McCarthyism at Columbia

This is not the rhetorical kind.

This is the real thing.

Professors who have voiced anti-Israel views are being targetted by rightwing forces in order to silence unpopular views. Simple and direct McCarthyism:

Columbia University president Lee Bollinger plans "specific steps" soon in response to allegations that professors and lecturers at the Ivy League university made vitriolic and malicious comments against Israel in classes.
This assault follows a campaign by pro-Israel students campaigning against the students, culminating in an attack article in the New York Daily News:
In the world of Hamid Dabashi, supporters of Israel are "warmongers" and "Gestapo apparatchiks."
The Jewish homeland is "nothing more than a military base for the rising predatory empire of the United States."

It's a capital of "thuggery" - a "ghastly state of racism and apartheid" - and it "must be dismantled."

A voice from America's crackpot fringe? Actually, Dabashi is a tenured professor and department chairman at Columbia University.

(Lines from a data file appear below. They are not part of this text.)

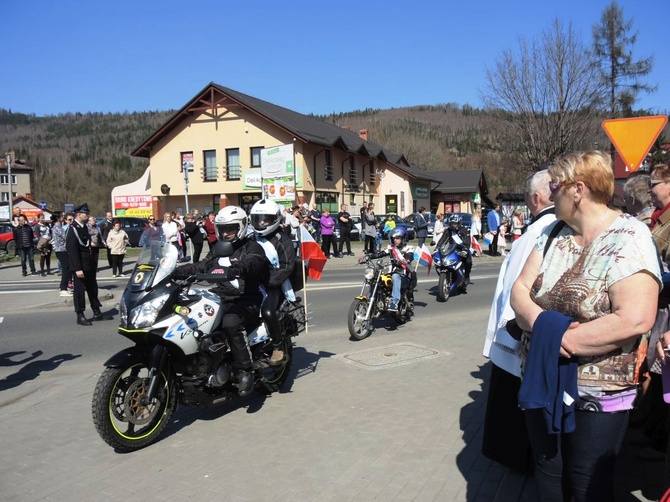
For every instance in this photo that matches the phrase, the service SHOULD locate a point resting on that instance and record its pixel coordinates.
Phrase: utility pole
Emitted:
(184, 166)
(9, 157)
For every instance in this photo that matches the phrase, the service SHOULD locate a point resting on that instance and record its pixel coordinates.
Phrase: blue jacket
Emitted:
(493, 221)
(547, 376)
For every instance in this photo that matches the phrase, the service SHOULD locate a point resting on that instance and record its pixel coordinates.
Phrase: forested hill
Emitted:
(80, 157)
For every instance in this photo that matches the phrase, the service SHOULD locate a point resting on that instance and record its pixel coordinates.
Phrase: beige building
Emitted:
(220, 134)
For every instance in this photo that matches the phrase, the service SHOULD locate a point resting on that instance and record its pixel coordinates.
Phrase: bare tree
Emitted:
(612, 43)
(545, 95)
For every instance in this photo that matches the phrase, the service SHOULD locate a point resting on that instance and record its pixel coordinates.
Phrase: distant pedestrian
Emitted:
(58, 231)
(196, 233)
(43, 234)
(210, 229)
(25, 245)
(105, 227)
(117, 240)
(98, 242)
(78, 246)
(493, 222)
(152, 232)
(421, 226)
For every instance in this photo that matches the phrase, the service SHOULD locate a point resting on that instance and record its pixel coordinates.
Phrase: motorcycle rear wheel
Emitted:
(443, 287)
(120, 419)
(359, 327)
(273, 377)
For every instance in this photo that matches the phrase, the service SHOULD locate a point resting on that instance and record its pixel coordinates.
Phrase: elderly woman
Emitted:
(578, 299)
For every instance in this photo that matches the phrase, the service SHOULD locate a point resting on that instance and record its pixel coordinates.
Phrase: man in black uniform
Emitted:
(266, 220)
(344, 218)
(244, 272)
(82, 265)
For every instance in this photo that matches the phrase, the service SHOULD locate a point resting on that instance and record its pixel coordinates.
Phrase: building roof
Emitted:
(304, 127)
(466, 181)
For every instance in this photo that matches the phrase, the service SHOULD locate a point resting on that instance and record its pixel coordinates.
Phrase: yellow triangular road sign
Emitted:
(634, 137)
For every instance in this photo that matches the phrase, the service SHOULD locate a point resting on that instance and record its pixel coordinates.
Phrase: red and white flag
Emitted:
(312, 255)
(475, 245)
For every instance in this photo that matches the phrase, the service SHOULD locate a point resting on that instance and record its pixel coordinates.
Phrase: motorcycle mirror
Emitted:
(223, 249)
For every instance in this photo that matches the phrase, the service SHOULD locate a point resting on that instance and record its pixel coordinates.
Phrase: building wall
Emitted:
(240, 128)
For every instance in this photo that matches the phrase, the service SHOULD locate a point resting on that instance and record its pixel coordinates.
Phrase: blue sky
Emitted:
(312, 57)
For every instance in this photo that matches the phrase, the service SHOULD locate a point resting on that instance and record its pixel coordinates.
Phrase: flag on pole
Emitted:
(312, 255)
(422, 256)
(476, 248)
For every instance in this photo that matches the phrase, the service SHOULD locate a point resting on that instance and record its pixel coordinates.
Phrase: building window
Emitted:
(353, 178)
(256, 156)
(233, 163)
(211, 171)
(328, 168)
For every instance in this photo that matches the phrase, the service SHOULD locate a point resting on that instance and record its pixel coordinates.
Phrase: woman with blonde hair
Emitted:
(578, 302)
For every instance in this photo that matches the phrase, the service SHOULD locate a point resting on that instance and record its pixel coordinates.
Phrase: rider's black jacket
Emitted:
(248, 265)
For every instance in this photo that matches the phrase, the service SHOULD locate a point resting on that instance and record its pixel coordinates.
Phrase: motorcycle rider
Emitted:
(455, 227)
(245, 270)
(266, 218)
(403, 276)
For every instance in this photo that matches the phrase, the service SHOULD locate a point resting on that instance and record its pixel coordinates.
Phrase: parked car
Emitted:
(131, 225)
(430, 219)
(355, 234)
(399, 222)
(7, 238)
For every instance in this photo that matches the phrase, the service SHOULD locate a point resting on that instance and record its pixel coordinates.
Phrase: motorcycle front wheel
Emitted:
(120, 418)
(443, 287)
(359, 327)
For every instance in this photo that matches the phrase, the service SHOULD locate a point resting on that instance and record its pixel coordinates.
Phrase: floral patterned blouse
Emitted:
(575, 280)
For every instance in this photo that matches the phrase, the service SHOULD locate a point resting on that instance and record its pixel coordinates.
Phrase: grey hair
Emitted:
(539, 182)
(638, 187)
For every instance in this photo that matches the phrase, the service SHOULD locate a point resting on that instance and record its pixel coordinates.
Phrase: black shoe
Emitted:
(82, 321)
(99, 316)
(245, 383)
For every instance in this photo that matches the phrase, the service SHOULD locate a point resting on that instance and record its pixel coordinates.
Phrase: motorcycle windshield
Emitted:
(157, 261)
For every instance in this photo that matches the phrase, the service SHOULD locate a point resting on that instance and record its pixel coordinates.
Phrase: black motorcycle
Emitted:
(178, 355)
(374, 299)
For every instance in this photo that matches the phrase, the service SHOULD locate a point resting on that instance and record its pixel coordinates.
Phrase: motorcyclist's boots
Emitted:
(82, 321)
(99, 316)
(245, 383)
(278, 357)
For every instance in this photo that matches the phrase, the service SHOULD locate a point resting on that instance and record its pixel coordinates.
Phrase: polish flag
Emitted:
(312, 255)
(422, 256)
(475, 245)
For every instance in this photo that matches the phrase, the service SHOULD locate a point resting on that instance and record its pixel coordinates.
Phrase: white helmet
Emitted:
(231, 216)
(265, 217)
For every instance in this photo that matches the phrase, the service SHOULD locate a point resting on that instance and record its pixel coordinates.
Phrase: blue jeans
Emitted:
(29, 254)
(400, 282)
(579, 464)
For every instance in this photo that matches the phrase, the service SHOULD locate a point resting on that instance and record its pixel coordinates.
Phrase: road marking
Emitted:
(424, 280)
(31, 292)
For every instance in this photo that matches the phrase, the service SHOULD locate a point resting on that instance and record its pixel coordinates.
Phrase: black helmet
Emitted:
(400, 232)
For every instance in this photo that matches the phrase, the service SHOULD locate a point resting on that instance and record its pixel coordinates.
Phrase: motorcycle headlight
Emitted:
(123, 314)
(369, 273)
(145, 315)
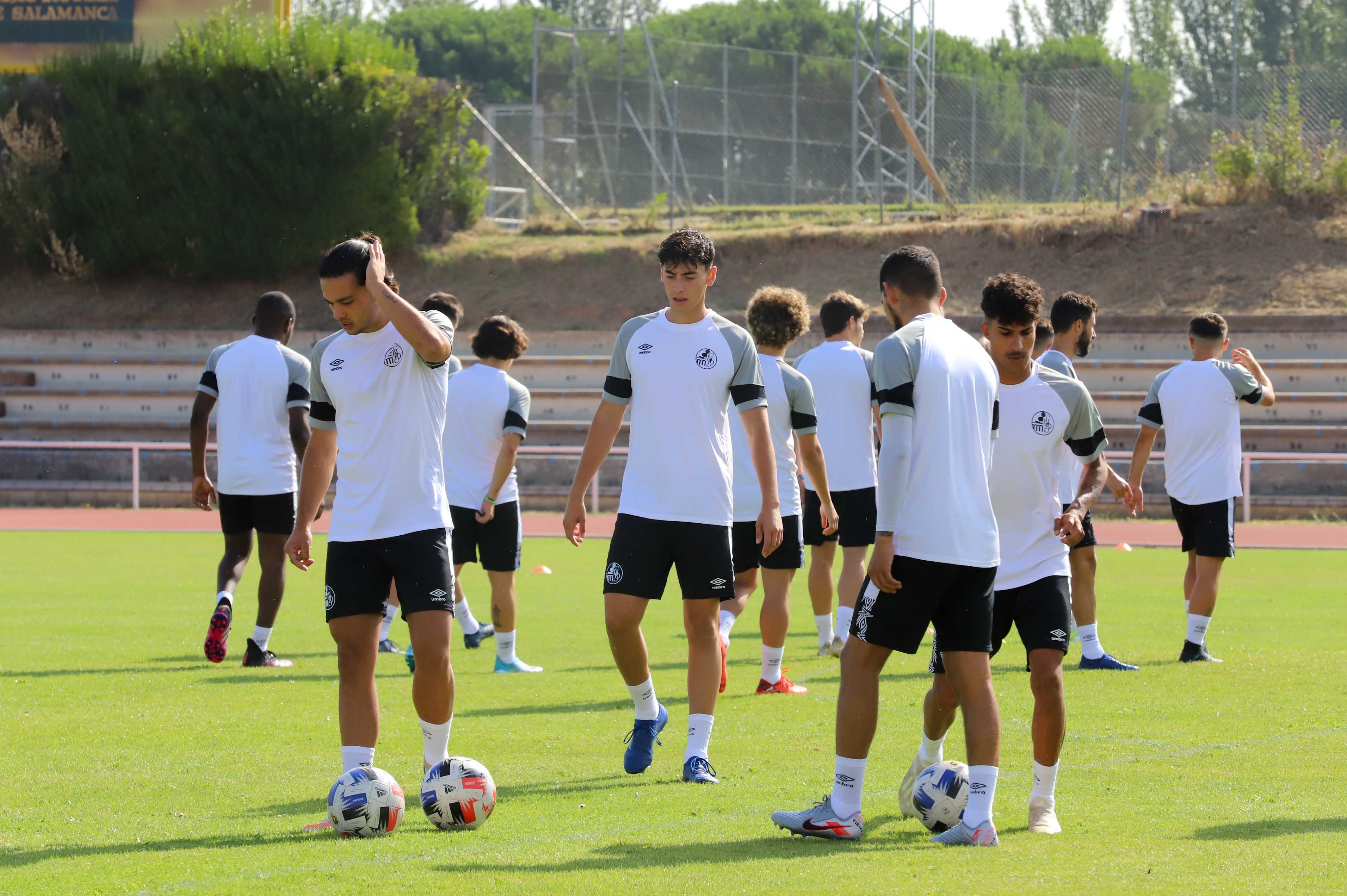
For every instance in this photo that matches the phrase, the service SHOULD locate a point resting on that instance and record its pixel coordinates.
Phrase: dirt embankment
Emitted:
(1237, 261)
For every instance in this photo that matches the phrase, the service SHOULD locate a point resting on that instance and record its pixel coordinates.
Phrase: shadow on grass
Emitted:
(1272, 828)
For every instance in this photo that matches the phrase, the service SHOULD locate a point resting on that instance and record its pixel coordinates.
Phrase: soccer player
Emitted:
(840, 371)
(1074, 318)
(1197, 405)
(379, 391)
(1040, 411)
(679, 368)
(262, 387)
(484, 428)
(776, 317)
(937, 552)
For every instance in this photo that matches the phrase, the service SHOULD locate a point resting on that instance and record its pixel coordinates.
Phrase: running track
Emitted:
(1139, 534)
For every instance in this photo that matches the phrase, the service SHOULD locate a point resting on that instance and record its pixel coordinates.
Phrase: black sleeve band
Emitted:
(803, 421)
(1085, 448)
(747, 393)
(898, 395)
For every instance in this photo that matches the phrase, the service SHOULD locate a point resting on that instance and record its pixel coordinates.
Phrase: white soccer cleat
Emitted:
(1043, 816)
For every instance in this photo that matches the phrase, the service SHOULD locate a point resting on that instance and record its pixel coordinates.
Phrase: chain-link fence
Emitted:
(619, 122)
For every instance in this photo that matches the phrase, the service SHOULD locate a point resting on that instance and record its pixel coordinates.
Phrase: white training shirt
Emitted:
(790, 409)
(681, 380)
(1195, 405)
(484, 405)
(1046, 414)
(944, 379)
(257, 380)
(841, 375)
(387, 405)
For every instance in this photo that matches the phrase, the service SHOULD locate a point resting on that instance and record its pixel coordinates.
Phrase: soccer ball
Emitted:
(458, 794)
(941, 794)
(365, 802)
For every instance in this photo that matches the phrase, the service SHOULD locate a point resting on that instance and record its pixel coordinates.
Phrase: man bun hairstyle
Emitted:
(352, 256)
(446, 305)
(500, 337)
(1012, 298)
(840, 309)
(1071, 308)
(778, 316)
(687, 247)
(914, 270)
(1209, 326)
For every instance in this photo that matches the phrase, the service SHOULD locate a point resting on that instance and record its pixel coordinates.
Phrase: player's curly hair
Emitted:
(778, 316)
(1012, 298)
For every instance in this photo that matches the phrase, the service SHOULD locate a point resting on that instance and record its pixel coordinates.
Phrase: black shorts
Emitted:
(856, 518)
(956, 599)
(498, 543)
(1207, 529)
(643, 550)
(360, 574)
(271, 514)
(1039, 611)
(748, 553)
(1088, 525)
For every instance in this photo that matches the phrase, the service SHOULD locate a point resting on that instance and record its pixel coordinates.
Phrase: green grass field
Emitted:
(135, 766)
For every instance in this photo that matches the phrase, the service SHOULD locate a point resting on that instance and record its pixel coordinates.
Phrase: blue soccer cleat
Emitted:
(642, 740)
(1108, 662)
(698, 771)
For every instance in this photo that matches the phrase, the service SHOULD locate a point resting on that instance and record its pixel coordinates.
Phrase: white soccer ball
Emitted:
(458, 794)
(365, 802)
(941, 795)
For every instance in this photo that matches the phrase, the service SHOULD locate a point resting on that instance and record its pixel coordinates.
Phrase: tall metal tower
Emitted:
(883, 166)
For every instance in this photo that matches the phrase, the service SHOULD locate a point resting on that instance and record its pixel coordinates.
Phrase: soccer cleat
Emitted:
(475, 641)
(217, 634)
(783, 686)
(1197, 654)
(518, 666)
(910, 782)
(642, 740)
(1043, 816)
(1108, 662)
(698, 771)
(258, 657)
(821, 821)
(984, 834)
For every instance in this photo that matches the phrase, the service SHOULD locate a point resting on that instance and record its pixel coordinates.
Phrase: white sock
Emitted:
(848, 783)
(698, 735)
(506, 647)
(465, 618)
(1198, 628)
(772, 664)
(845, 622)
(825, 626)
(728, 622)
(1044, 780)
(933, 748)
(1090, 641)
(643, 695)
(437, 740)
(356, 757)
(982, 791)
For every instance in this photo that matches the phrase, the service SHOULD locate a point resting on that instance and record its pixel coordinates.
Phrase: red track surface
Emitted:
(1139, 534)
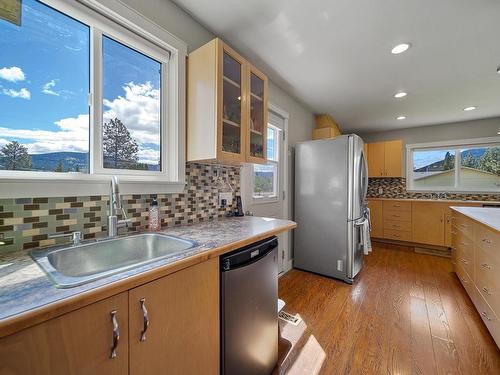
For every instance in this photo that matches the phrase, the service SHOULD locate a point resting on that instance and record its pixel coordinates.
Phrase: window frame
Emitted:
(456, 146)
(128, 27)
(270, 198)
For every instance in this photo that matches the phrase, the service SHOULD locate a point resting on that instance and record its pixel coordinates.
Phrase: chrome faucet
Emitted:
(115, 203)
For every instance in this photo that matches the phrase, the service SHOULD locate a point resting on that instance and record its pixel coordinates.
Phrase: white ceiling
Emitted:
(334, 55)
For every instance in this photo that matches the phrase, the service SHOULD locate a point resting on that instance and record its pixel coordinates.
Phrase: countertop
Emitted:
(27, 296)
(451, 201)
(484, 215)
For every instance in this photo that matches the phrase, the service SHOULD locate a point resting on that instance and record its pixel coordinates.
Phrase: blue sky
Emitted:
(44, 81)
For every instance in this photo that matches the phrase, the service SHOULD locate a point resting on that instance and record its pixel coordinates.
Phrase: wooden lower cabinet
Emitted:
(183, 332)
(79, 342)
(428, 222)
(477, 262)
(182, 336)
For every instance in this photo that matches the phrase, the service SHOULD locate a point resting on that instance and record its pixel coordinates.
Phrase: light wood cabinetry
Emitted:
(428, 222)
(180, 313)
(384, 159)
(79, 342)
(226, 106)
(476, 262)
(376, 218)
(183, 314)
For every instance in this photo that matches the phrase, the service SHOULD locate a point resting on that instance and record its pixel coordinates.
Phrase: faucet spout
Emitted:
(115, 204)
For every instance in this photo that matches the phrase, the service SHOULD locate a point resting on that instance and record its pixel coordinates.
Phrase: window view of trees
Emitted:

And his views have resonated and been echoed in other areas of the university.

Yes, how dare Columbia employ anyone other than those who agree with a single position on Israel? How can academic freedom survive if a diversity of viewpoints is allowed about Middle Eastern issues?

There are plenty of academics in American universities who describe Palestinians in equally unflattering terms and call for the end of their political project, namely a Palestinian homeland. So if it's acceptable to have anti-Palestinians in academia, why is there even a question about having people expressing opposing viewpoints?

We are seeing a raw edge of repression appearing from a lot of directions these days, but it might be worth reading this this piece by Arthur Hertzberg, a rabbi and scholar, who is the Bronfman Visiting Professor of Humanities at New York University, on the dangers of this kind of attack on academic freedom:

Certainly some blood does boil within the veins of concerned people, but I am very much afraid that those who would like to win arguments by charging that adversaries have limited their academic freedom may soon discover that those who would win by this sword can also lose in the same melee.

Jews have been the victims of comparable rhetoric and we only recently won the battle. For a long time, “Zionism is racism” was a favorite slogan of debates at the United Nations, and it took hard trench fighting to have it removed from the discussion — and the battle is not quite over. Are we Jews now going to be quick to say “ouch, our academic freedom is injured” when someone with a Ph.D. pronounces our Zionist views to be unacceptable?